Despite the recommendation made by the WHO in the management of malaria in pregnant women, there exists a trend of low uptake of ≥ 3 doses of sulfadoxine-pyrimethamine. This has resulted in more women ending up with malaria and thus suffering from the complications associated with it. The general assessment of how the Sub-Saharan African countries comply with the set guidelines revealed that the overall prevalence of adequate uptake of IPTp-SP was remarkably low, as less than a quarter of the women reported taking at least three doses of SP during their last pregnancy despite the region being a highly endemic malaria zone. (Yaya et al., 2018).
Analysis of data from the Uganda Demographic and Health Survey, 2016 showed that only 18% of pregnant women take the optimal dose of the SP country-wide (Okethwangu et al., 2019), which is much below the WHO recommendation and target of at least 80%. Also, a correlates study done in Uganda showed that only 22.3% of women take at least three doses of IPTp – SP which is far below the national target of 93% that was to be achieved by 2026(Martin et al., 2020).

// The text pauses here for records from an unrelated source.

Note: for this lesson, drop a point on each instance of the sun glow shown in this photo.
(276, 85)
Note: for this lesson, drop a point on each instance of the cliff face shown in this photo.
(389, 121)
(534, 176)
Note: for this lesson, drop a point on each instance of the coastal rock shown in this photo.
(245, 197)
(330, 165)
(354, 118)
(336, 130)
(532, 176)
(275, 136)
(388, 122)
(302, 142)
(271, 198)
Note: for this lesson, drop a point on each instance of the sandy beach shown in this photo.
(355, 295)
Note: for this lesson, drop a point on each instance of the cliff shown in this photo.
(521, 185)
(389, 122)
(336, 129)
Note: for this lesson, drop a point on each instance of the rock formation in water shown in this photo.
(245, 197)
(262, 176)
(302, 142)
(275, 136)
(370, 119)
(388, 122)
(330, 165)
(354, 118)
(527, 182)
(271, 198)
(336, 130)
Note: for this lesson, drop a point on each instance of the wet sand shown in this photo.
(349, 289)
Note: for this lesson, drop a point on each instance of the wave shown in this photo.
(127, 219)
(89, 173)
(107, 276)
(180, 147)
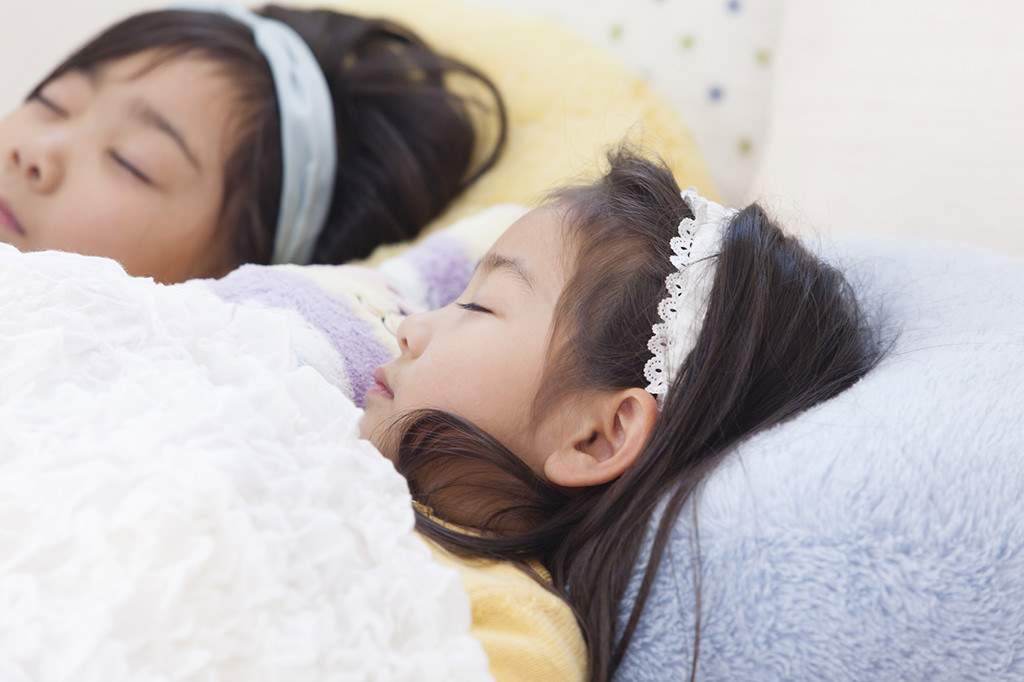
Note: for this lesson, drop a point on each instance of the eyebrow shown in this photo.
(493, 262)
(152, 118)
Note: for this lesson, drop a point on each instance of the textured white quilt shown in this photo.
(181, 498)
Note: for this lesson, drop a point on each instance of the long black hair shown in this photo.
(782, 332)
(408, 140)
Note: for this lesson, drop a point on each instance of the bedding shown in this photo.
(182, 491)
(881, 535)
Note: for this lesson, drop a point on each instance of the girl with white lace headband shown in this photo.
(609, 349)
(186, 141)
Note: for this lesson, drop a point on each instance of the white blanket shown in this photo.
(182, 499)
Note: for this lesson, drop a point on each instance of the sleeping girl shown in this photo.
(185, 142)
(609, 348)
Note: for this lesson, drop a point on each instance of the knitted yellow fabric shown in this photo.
(528, 633)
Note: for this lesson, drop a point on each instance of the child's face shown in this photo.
(483, 356)
(126, 162)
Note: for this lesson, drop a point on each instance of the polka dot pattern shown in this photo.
(711, 58)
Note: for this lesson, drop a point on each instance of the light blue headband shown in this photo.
(308, 151)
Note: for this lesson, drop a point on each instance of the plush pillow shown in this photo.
(878, 536)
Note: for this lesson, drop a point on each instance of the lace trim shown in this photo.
(693, 254)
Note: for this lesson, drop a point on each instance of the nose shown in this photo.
(40, 162)
(414, 334)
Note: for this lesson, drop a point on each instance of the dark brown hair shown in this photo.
(782, 332)
(408, 140)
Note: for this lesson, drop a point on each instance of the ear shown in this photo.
(608, 439)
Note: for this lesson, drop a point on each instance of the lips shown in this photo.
(7, 220)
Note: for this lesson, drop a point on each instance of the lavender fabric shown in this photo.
(357, 308)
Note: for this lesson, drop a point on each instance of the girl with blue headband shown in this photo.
(187, 141)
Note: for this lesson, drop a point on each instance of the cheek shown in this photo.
(94, 219)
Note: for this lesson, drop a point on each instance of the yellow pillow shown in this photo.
(568, 99)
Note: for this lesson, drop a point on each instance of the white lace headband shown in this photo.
(307, 137)
(694, 253)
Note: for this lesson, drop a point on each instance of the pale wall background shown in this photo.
(896, 116)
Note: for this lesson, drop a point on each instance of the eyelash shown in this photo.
(472, 307)
(128, 167)
(50, 104)
(118, 159)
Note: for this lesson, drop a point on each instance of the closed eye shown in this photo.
(124, 163)
(473, 307)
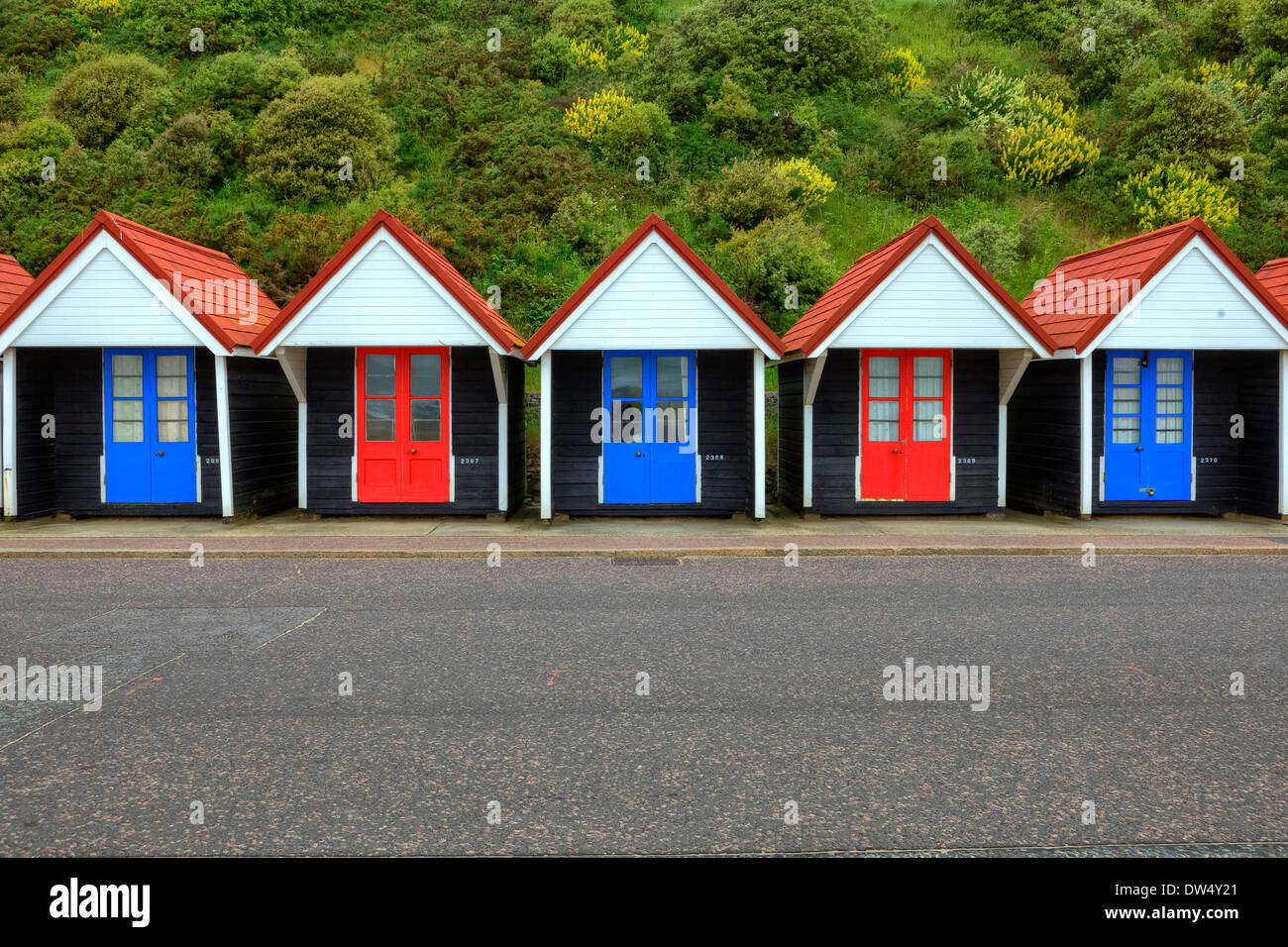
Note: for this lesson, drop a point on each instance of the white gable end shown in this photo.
(930, 300)
(1196, 303)
(653, 300)
(381, 296)
(104, 303)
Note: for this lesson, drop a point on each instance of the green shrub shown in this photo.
(583, 20)
(642, 129)
(183, 154)
(241, 84)
(1177, 119)
(732, 115)
(300, 140)
(1215, 31)
(101, 99)
(995, 245)
(745, 193)
(760, 264)
(1265, 34)
(1125, 31)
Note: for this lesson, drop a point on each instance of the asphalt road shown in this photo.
(516, 684)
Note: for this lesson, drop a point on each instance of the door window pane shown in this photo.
(172, 421)
(127, 376)
(883, 420)
(627, 421)
(426, 420)
(380, 376)
(380, 419)
(1126, 371)
(673, 376)
(671, 423)
(426, 376)
(884, 376)
(171, 376)
(1126, 401)
(927, 377)
(1170, 369)
(627, 377)
(927, 420)
(1126, 431)
(1168, 431)
(1171, 401)
(128, 420)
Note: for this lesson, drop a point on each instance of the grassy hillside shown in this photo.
(782, 138)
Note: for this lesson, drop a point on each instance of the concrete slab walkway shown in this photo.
(291, 535)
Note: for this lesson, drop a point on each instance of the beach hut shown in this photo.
(408, 384)
(894, 388)
(130, 386)
(1167, 389)
(652, 388)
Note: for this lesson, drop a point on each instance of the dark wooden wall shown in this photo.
(974, 431)
(791, 428)
(1042, 438)
(724, 428)
(473, 431)
(265, 432)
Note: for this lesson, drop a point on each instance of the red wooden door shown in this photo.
(403, 438)
(906, 424)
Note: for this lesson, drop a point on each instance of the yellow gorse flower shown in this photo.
(590, 116)
(804, 174)
(629, 40)
(1162, 196)
(1043, 146)
(589, 55)
(903, 72)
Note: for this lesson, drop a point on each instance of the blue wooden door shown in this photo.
(150, 425)
(1147, 419)
(651, 428)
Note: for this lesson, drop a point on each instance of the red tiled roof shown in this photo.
(1274, 277)
(175, 263)
(428, 257)
(871, 269)
(653, 223)
(1128, 264)
(13, 279)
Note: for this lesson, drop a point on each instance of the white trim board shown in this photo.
(925, 318)
(661, 318)
(103, 258)
(433, 318)
(1144, 326)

In comparison with other Sub-Saharan countries, (E. K. Ameyaw, 2022) Uganda is still performing low in optimum uptake of the IPTp- SP. For instance, a survey done indicated that Ghana recorded a 63% uptake, Mali had 36.7% and Senegal posted 37.51% (Mbengue et al., 2017). Though they are far below the WHO target of 80% they are doing better than Uganda which has 18%.
Concerning the need for the exploitation as to why low uptake of IPTp3-SP, studies have shown that even where the ANC compliance is high like in Mali with 84.0% the third dose uptake has still recorded at 24.8% (Diarra et al., 2019). Yet reasons for low uptake of IPTp3 in those areas is still unknown.

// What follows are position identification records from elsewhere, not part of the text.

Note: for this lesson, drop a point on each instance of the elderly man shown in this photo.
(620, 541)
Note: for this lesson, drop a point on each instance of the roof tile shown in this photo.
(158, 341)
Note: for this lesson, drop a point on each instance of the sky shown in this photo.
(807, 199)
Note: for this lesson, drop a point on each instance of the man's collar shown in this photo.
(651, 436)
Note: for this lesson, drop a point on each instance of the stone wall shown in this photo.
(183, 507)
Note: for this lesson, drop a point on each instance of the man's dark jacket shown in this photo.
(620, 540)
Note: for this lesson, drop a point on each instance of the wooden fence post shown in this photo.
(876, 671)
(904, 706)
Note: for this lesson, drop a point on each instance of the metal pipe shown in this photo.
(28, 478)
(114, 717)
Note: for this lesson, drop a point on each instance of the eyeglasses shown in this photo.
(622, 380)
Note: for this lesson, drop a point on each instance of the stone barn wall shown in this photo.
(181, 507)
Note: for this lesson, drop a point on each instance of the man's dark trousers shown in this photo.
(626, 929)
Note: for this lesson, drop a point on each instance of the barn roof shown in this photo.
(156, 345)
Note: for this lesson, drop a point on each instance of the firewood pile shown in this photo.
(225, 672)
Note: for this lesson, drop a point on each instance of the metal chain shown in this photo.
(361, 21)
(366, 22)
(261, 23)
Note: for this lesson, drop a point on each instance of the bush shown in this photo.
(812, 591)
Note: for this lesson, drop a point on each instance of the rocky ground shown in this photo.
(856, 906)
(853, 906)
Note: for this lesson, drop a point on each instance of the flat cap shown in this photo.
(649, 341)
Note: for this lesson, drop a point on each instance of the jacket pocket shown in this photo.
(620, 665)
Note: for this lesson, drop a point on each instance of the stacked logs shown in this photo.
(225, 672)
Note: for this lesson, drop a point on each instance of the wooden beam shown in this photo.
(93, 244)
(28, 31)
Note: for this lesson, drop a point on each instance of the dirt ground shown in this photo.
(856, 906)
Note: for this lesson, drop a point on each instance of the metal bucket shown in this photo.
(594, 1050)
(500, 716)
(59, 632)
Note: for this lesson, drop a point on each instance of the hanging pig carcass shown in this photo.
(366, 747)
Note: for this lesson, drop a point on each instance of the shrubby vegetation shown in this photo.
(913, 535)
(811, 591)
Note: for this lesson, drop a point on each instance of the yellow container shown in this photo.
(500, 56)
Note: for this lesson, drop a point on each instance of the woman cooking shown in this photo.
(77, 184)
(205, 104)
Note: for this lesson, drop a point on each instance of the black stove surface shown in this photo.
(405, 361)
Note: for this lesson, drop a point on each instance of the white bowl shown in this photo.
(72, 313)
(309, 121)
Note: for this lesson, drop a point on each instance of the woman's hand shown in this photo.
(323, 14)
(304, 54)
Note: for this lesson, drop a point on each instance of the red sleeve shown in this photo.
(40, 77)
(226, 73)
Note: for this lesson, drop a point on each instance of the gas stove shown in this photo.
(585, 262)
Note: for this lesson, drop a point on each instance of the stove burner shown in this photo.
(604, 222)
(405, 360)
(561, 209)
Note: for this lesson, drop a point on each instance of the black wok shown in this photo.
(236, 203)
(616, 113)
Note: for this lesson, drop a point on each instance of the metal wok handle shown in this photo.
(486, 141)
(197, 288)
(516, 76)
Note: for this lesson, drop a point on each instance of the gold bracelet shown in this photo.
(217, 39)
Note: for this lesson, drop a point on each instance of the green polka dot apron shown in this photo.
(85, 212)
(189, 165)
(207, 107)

In eastern Uganda alone, prevalence of malaria among the pregnant women is at 1.4% (3/210) and 9.1% (19/210) which indicates that pregnant women are more prone to malaria infection than their counter part who are not pregnant, (Nekaka et al., 2020). Despite this alarming rate the uptake of optimum dose among the 210 selected participants was 23.3% despite 57.8% ANC compliant. This indicates that there must be underlying problem as to why the compliance with optimum uptake is low.
In Eastern Uganda still, an area with high endemisity of malaria, studies indicate that only 14.7% of pregnant women comply with the IPTp3 while at least IPTp2 is at 60%. This clearly depicts the bigger difference among the two doses yet the vital optimum doses recommended by the WHO is the third doses, (S. T. Wafula et al., 2021). This variation in the uptake of optimum dose of IPTp3-SP, has prompted this study to assess factors associated with uptake of the third dose so as to address the gap that will help in achieving the maximum yield recommended by the WHO. Addressing the barriers will help in solving the underlying problem.
In addition, the WHO postulates that if the IPTp 3 coverage was increased to tally with that of the first ANC visit, then the low birth weight of 162000 globally would be averted and this will have an effect on Uganda which is contributing to 5% of malaria in pregnancy globally (WHO, 2022). Thus the reason to find out the factors associated with uptake of IPT3 – SP.